## Comparison: a-Priori SBM Fitting with Different Groupings ##

It is often desirable to create models of data so we can generate new samples, learn something about the data' structure,
or for use in some larger analysis. SBM models define different connection probabilities for different communities in
a graph.

Here we enforce a community structure a-priori based a some connectome attributes or combinations thereof, and fit an SBM.
In this case, the connection probability between two blocks is simply the total number of observed connections between them,
divided by the total number of possible connections between them.

We fit these SBMs using different attributes or combinations of attributes from the connectome, and then compute the
BIC (Bayesian Information Criterion) for each model. This gives us na idea of which attributes best explain the topological
structure of the connectome.

For consistency, we use the attributes `hemisphere` (the side of the brain a neuron is on), `cell_type` (the high-level
classification of a neuron as interneuron, sensory, or motor) and their combination as groups for fitting. The analysis
is only preformed on the Ciona Intestinalis Connectome, two C. Elegans Worm Wiring Connectomes, and the 8 C. Elegans
Developmental Connectomes, because only these have both these attributes defined.

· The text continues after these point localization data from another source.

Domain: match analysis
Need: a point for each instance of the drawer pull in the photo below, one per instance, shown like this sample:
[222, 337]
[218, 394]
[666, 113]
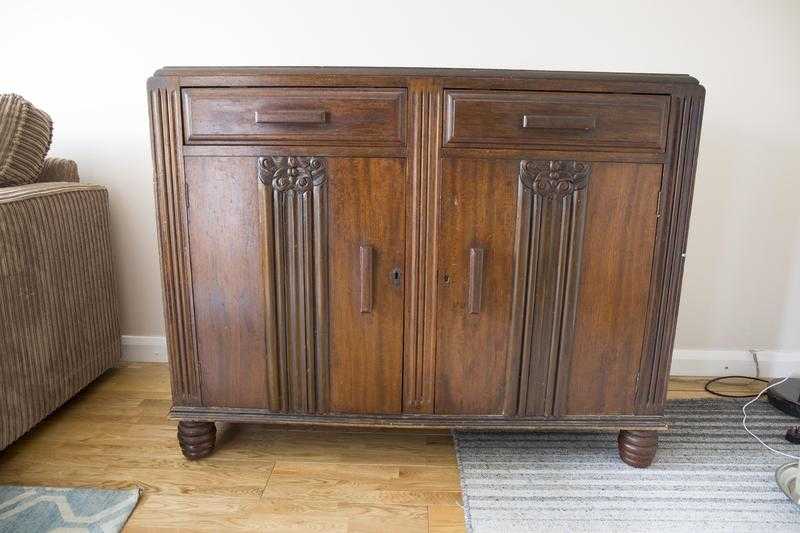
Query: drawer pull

*Note that the code to do the actual SBM fitting is located in `apriori_sbms.py`*

In [None]:
import os
import sys
import matplotlib.pyplot as plt
sys.path.append("../")
import graspologic as gr
from graspologic import layouts
import numpy as np
import pandas as pd
import networkx as nx
from graph import GraphIO
from apriori_sbm_code import fit_apriori_sbm

## Ciona Intestinalis ##
We'll start with the single Ciona Connectome. First we load the data:

In [None]:
path = '../json_connectomes/ciona.json'
ciona_connectome, _, _, _ = GraphIO.load(path)

Now we'll fit an SBM for each grouping

In [None]:
# In Ciona, Hemisphere is called side and cell_type is called annotation
groups = [['Side'], ['Annotation'], ['Side', 'Annotation']]
rows = {'Ciona Intestinalis': {}}
for group in groups:
    rows['Ciona Intestinalis'][str(group)] = fit_apriori_sbm(ciona_connectome, group, plot_sbms=False)
ciona_results = pd.DataFrame.from_dict({(i,j): rows[i][j]
                           for i in rows.keys()
                           for j in rows[i].keys()},
                       orient='index')
ciona_results.head()

Great, now lets plot the BIC for different groupings:

In [None]:
fig, ax = plt.subplots(2, 1)
out_index = ciona_results.index.levels[0]
for i, key in enumerate(out_index):
    data = ciona_results.loc[key]
    ax[0].scatter(data['bic'].index, data['bic'], label=key)
    ax[1].scatter(data['liklihood'].index, data['liklihood'], label=key)
    ax[0].set(xlabel='Group', ylabel='-BIC')
    ax[1].set(xlabel='Group', ylabel='Likelihood')
fig.suptitle('BIC and Likelihood: Witvilet at Different Developmental Stages')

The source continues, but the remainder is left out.